文藝春秋』(7月号)のシャープ物語を読む。
タイトルは「早川家VS.佐伯家 シャープ二つの創業家『百年の恩讐』」とある。物語としては面白いが、著者が技術(の流れ)に詳しくないためシャープの液晶ビジネスの失敗が情緒的な分析に終始していることにやや興ざめ。いつまで勧善懲悪のパターンで企業経営を描く手法を続けるのだろうかと思う。

企業にはいろんな側面がある。水戸黄門大岡越前の時代劇とは違うのだから、悪玉を作って分かり易く、面白くする必要はない。複雑なものは複雑に理解するしかないことを、いい加減分かってもいいころだ。

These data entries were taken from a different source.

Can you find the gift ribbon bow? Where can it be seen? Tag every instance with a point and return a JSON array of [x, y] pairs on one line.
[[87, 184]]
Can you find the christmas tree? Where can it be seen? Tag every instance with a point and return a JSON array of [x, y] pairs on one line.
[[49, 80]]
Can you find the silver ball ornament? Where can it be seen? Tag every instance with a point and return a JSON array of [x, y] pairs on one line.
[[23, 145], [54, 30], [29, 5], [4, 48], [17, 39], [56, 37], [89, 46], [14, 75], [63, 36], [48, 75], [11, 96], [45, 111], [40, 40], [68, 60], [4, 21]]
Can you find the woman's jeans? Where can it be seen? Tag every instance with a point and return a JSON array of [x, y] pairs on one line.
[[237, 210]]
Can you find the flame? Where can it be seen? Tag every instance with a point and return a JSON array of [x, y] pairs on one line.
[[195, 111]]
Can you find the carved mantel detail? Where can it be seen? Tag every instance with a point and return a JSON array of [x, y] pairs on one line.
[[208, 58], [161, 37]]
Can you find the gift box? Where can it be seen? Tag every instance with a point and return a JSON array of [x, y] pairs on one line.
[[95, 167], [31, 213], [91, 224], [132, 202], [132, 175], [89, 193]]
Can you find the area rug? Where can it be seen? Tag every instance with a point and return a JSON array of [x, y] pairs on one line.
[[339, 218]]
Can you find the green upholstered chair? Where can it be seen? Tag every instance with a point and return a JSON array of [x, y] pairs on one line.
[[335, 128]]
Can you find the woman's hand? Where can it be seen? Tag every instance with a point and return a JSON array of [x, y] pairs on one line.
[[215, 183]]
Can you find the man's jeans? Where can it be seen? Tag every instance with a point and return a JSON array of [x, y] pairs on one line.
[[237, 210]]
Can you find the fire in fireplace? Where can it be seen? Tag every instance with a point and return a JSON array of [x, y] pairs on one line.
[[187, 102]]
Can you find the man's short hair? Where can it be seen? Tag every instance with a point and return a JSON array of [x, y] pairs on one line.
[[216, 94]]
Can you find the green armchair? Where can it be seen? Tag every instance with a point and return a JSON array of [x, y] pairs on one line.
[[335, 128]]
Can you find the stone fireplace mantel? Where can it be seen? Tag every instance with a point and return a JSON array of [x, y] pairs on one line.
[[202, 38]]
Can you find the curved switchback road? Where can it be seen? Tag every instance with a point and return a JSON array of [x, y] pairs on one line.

それにしても、現社長の高橋氏が「けったいな文化」と呼び、それを変えると宣言したことを評価しているが、わずか1年で奥田社長のクビを切って登場した新社長の仕事の始まりがそんな精神論でいいのかと思う。倒産の危機にさらされる中、社長に就任した者がまずやらなければいけないのはシャープをどのような企業に変えようとしているのか(ビジョン)を明らかにし、それを目指す事業戦略(この場合、再建戦略)を描き、ロードマップを提示することである。そのどれひとつも、社長の高橋氏は実行していない。社長の仕事が何かが分かっていないと考えるしかない。

シャープの経営危機を招いた直接の原因は、経営首脳が技術の変化を読めず、変化に柔軟な対応ができなかったことに尽きる。他は、そのことに付随して生じたものに過ぎない。もしシャープの「悲劇」をひとつ挙げるなら、液晶ビジネスの失敗の戦犯に挙げられる町田元会長しか、具体的な再建案を持ち、それを実行する能力がなかったということだ。町田氏は、少なくとも鴻海精密工業という救世主を見つけ、交渉のテーブルに付け、一定の合意を得るところまで進めている。鴻海精密工業と組む再建案が妥当かどうかは別にして、これまでシャープの具体的な再建案を提示できた幹部が町田氏しかいないという事実にもっと真剣に目を向けるべきだと思う。

戦犯と批判する元経営首脳しか具体的な再建案を提示していないことを、いまの経営陣は恥だと感じるべきだと思う。